Macky Sall doit sa légitimité au dialogue avec le peuple, au cours d’un rendez-vous. Un soir de 25 mars, ses compatriotes, à la vitesse 65%, sont convaincus qu’ils peuvent confier leurs enfants à ce quinqua longtemps resté dans l’ombre de Wade sans être son ombre vers une succession apaisée. Le rendez-vous est teinté de confiance et de galanterie. Dès que le soleil décline sur sa ligne du couchant, la clameur irradie le pays. Le fil de la sérénité passe par un coup de fil du Président Wade à son successeur. Le moment reste dans l’histoire. Au présent, la demande sociale reste l’ogre pour les Chefs d’Etat. L’impopularité est la grande hantise du futur proche. Pour Macky Sall, ce temps, c’est dans un peu plus d’une année. 2014 ! Le temps politique va vite, à l’opposé des ères primitives fondées sur l’évolution et les cycles lointains les uns des autres. Le cycle politique est une perpétuelle épreuve de popularité et de (re)conquête de la confiance. Même sans élection, le Chef est toujours regardant sur l’image qu’il renvoie à ses compatriotes. Ses relais sont comme des miroirs qui lui permettent d’atteindre le pays proche et profond, de dialoguer avec ses filles et fils emplis d’un espoir dont le réceptacle et le maître d’œuvre est l’élu. Hélas, c’est le fond qui manque le moins…

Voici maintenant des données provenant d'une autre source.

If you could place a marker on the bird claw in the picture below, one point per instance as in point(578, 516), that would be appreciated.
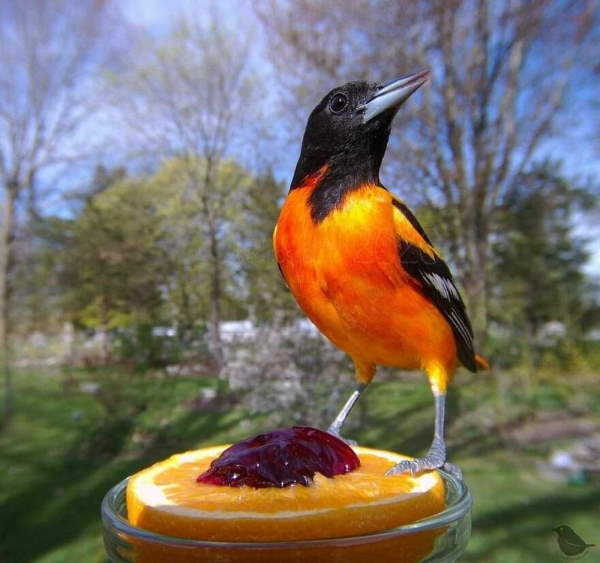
point(411, 466)
point(415, 466)
point(346, 440)
point(454, 470)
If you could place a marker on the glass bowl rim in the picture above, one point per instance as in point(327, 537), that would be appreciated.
point(112, 520)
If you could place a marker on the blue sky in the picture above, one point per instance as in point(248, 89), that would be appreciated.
point(581, 158)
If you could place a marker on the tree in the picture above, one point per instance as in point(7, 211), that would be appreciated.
point(500, 75)
point(538, 260)
point(267, 294)
point(187, 96)
point(49, 52)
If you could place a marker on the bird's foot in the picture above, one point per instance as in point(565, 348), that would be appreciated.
point(454, 470)
point(337, 434)
point(414, 466)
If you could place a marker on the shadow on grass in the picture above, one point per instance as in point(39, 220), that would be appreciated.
point(63, 497)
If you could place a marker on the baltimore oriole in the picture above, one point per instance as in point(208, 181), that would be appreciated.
point(357, 260)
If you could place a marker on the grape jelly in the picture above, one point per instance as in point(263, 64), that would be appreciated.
point(281, 458)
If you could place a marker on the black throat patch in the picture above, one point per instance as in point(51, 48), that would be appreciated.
point(341, 178)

Exonérés d’impôts politiques
Le Président Macky Sall est, désespérément, le seul héros local de sa famille politique ! Son crédit électoral est le seul grenier dans lequel ses collaborateurs et proches partenaires politiques puisent leur légitimité. Un fonds que personne ne fructifie et qui risque, sous l’usure du temps et de la politique, de s’amenuiser. Comme exonérés d’impôts politiques et sociaux, ils ne versent pas leur Apport électoral local au patron de l’Alliance pour la République et champion républicain de Bennoo Bokk Yakaar. Il suffit d’être avec lui pour exister sans le faire véritablement exister. C’est le désert affectif autour du combattant en chef sur le front des demandes citoyennes, politiques et sociales. Dans une équipe de 30 membres, seul le président de la République, ancien maire de Fatick sous la bannière libérale, ancien député du PDS et candidat victorieux de la dernière Présidentielle, peut se prévaloir d’un coefficient électoral personnel de 26% (Cf. résultats du premier tour), en dehors des responsables des partis alliés (PS, Rewmi, AFP). Au moment où ces lignes sont écrites, aucune autre personnalité de l’Exécutif ne peut être d’une valeur ajouté électorale et d’un quotidien politique pour les élections locales à mi-mandat.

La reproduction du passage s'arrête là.